Jury Acquits Vick of Killing Mother
As written in the Huntsville (Texas) Item
Acquitted
Norman Vick was judged innocent Thursday for the alleged poisoning-murder of his 82-year-old mother as the three-day trial held in the district courtroom of the Walker County Courthouse ended.
The seven-man-five-woman jury deliberated approximately an hour before finding Vick, a 49-year-old commercial fisherman from Florida, did not participate in the murder of his mother, Edith Vick of Huntsville.
Vick was alleged to have killed his mother by serving her orange juice laced with methanol alcohol over a three-day period before her subsequent death July 16, 1978.
In the final day of testimony defense Thursday, counsel Ed Marger presented two physicians to counter the state's medical witnesses.
Dr. Yale Kaplan, chief toxicologist of the state examiner's office in Baltimore, Md., testified he would not have conducted tests on specimens from Edith Vick's body because of questionable shipping procedures used in this case.
Marger outlined in lengthy narration that the procedure included packing the specimens in Huntsville, repacking in Houston, shipment of the package to the Houston airport, placement of the goods in the aircraft, transfer of the goods to St. Louis, and finally their arrival to Smith-Kline laboratories.
Smith-Kline Laboratories conducted tests on the specimens which Bryan pathologist Dr. Sidney Kowierschke used on Sept. 13, 1978, to decide the cause of death was methanol poisoning.
Kaplan said he believed the cause of death could not be determined in this case with the information which was supplied.
District Attorney Mark Ward, in questioning Kaplan, revealed that the Maryland physician became involved in the case at the request of Marger and he was being paid a fee.
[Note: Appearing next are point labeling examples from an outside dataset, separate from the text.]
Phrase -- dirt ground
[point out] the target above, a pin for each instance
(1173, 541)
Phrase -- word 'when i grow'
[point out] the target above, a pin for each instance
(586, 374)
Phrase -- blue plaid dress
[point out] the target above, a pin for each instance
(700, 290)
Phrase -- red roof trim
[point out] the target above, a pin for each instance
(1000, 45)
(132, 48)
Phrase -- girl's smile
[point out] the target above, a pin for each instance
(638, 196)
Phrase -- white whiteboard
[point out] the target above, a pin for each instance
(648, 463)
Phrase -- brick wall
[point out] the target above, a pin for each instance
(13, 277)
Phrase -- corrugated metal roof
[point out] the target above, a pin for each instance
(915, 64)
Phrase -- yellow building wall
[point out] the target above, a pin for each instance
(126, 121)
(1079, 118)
Dr. Douglas Jenkins, a San Antonio physician who treated Edith Vick after her admittance to the Huntsville Memorial Hospital July 15, 1978, said he had no recollection of being told by the victim's grandchildren she may have been poisoned that Saturday night. He also said he was not given the orange juice which Edith Vick's grandchildren, Andrewlene Vick, Cathleen Vick, and Hank Vick (all of Austin) believed to contain methanol alcohol.
The Vick children testified Wednesday that they stored a sample of orange juice which they believed their father prepared on the Saturday morning in July, 1978, and used to kill their grandmother.
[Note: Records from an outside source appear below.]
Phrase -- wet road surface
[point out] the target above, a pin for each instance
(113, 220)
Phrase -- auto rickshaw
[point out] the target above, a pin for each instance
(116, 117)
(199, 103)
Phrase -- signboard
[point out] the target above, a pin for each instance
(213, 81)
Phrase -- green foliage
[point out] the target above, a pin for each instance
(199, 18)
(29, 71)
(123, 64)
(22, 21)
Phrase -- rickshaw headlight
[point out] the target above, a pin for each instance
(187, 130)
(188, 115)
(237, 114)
Andrewlene Vick testified Wednesday that Hank and Cathleen Vick arrived Saturday night after receiving her phone message in which she described her father's actions as "suspicious."
She said her brother, sister, and two friends assisted in transporting her grandmother by ambulance to the hospital. She said once her grandmother was taken to the hospital, each person tested the orange juice, spit it out, and remarked that it tasted "bitter", "wretched" or had "a strong alcoholic taste."
Hank Vick, who referred to his father as a "bum" during his testimony, said following his grandmother's death the next morning, he turned the orange juice over to Dr. Eugene Addison, the attending physician.
An investigation sponsored by the Vick children which included an autopsy and Smith-Kline lab tests precipitated the investigation and indictment of Vick on Nov. 2, 1978.
The state ordered one rebuttal witness Thursday. Beverly Johnson, the defendant's sister, testified that her brother asked for money on a consistent basis following her mother's death.
"Every morning it was standard procedure for Norman to ask when the will was going to be settled," Johnson said.
In Wednesday's testimony Marger brought out that of the $34,000 estate the defendant only received $2,000 after the family confronted him with a letter accusing him of murdering his mother.
"I drank some of the orange juice myself," Johnson recalled her brother saying just before accepting the "get out of town" money.
Johnson was the final witness paraded before presiding Judge Joe Ned Dean of the 285th District Court.
"I feel as if we solved a major family problem. There is no animosity. Their guilt is enough to bear," Norman Vick said following the verdict.
But Vick said he plans to take legal action against the family.
"I plan to file a lawsuit and have it served on them before I leave," said Vick.
He said he hopes to recover his estate share, and then redistribute it back to his children as he sees fit.